Somos incapaces de decir lo que queremos, de mirarnos a los ojos, de honrar a quienes nos entregan parte de su tiempo (o del tiempo que entregamos a otrxs).
Conocemos personas, nos gustan, nos dan parte de sus energías, de sus sueños, de sus ilusiones, de sus besos, etc. Pero desde nuestra racionalidad egoísta las botamos cuando ya no nos sirven, cuando ya no nos generan "ganancias". Sí ganancias, por que esa es la lógica propietaria- bancaria de este sistema patriarcal-capitalista, una lógica donde las relaciones son pensadas en términos de costo-beneficio.
Vivimos en un canje constante de cuerpos que parecen no tener rostro, ni ilusiones, ni alegrías, ni miedos.
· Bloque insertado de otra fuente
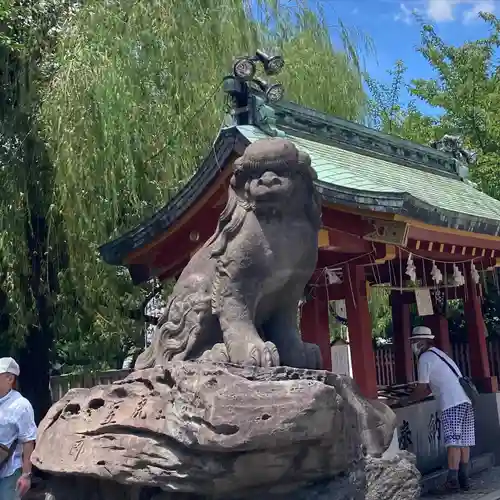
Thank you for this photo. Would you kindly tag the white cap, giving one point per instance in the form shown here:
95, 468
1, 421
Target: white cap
9, 365
422, 333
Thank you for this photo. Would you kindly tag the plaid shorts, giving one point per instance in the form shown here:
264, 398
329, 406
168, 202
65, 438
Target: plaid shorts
458, 426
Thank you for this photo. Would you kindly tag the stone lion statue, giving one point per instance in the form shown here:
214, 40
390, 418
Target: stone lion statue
237, 299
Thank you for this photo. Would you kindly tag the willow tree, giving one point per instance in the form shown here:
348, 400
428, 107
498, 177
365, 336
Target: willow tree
131, 111
29, 264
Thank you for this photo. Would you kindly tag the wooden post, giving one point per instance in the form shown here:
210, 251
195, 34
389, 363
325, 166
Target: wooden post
478, 349
360, 330
401, 331
315, 325
439, 326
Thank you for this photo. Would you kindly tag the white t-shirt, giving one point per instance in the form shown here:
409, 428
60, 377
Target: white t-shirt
444, 383
16, 422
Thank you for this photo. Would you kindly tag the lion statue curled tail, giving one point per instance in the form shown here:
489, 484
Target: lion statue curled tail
237, 299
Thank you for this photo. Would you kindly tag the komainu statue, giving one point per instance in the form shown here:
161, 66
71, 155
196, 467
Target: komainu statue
237, 299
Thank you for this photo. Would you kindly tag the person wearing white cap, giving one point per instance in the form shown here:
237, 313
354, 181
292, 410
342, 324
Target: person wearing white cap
439, 375
17, 435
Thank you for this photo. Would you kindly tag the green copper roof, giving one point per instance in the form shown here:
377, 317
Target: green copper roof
367, 177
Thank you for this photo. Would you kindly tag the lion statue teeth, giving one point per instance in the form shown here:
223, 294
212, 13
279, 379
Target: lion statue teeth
237, 299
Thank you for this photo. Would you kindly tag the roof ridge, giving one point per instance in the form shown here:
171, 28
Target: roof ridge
347, 133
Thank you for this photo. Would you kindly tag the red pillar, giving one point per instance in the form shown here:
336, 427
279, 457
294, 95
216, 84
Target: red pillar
401, 331
439, 326
315, 325
478, 350
360, 330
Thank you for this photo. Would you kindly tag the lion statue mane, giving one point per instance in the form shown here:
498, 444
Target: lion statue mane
237, 299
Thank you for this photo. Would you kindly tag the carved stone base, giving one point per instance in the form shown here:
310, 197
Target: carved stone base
205, 429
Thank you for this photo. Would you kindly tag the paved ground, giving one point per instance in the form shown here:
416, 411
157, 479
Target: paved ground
485, 486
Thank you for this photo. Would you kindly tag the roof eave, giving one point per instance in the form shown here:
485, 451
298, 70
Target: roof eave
229, 141
410, 206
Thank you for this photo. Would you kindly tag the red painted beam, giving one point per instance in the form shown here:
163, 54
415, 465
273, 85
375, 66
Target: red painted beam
347, 243
345, 222
423, 234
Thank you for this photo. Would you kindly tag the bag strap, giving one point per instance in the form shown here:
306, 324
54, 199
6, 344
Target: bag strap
450, 366
12, 449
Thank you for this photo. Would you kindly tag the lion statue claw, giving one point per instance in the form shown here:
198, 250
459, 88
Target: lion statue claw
237, 299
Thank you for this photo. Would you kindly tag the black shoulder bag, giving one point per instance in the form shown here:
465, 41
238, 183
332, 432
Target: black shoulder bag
467, 385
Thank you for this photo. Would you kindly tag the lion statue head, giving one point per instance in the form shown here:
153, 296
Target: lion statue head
271, 174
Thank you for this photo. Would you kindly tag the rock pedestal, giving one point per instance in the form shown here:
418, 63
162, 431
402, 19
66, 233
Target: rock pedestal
201, 429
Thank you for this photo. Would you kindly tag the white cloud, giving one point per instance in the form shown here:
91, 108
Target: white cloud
405, 14
441, 11
477, 7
Somos muchas veces incapaces de coger una sólo noche con alguien y tratarle como un ser humano, y no como una cosa.
Nos cuesta la ternura, nos cuesta el cariño, nos cuesta llegar e irnos con amor por que al final también eso tiene precio en el mercado.
Vivimos calculando la vida, el sexo, los abrazos, por que tememos crear otras formas de vincularnos que implican hacer rupturas, re-plantear, re-pensar nuestras relaciones con el mundo y con lxs demás. Que nos invitan a ser vulnerables y vernos a nosotrxs mismxs con todas nuestras cicatrices, incoherencias, y resistencias.
Queremos sanarnos pero sin arriesgar ni un poco, y amigues, la revolución no se logar teniendo una coraza en el corazón, ni hablando de afectos, sin AFECTAR-NOS, sin hablar de nuestros dolores, de nuestras esperanzas.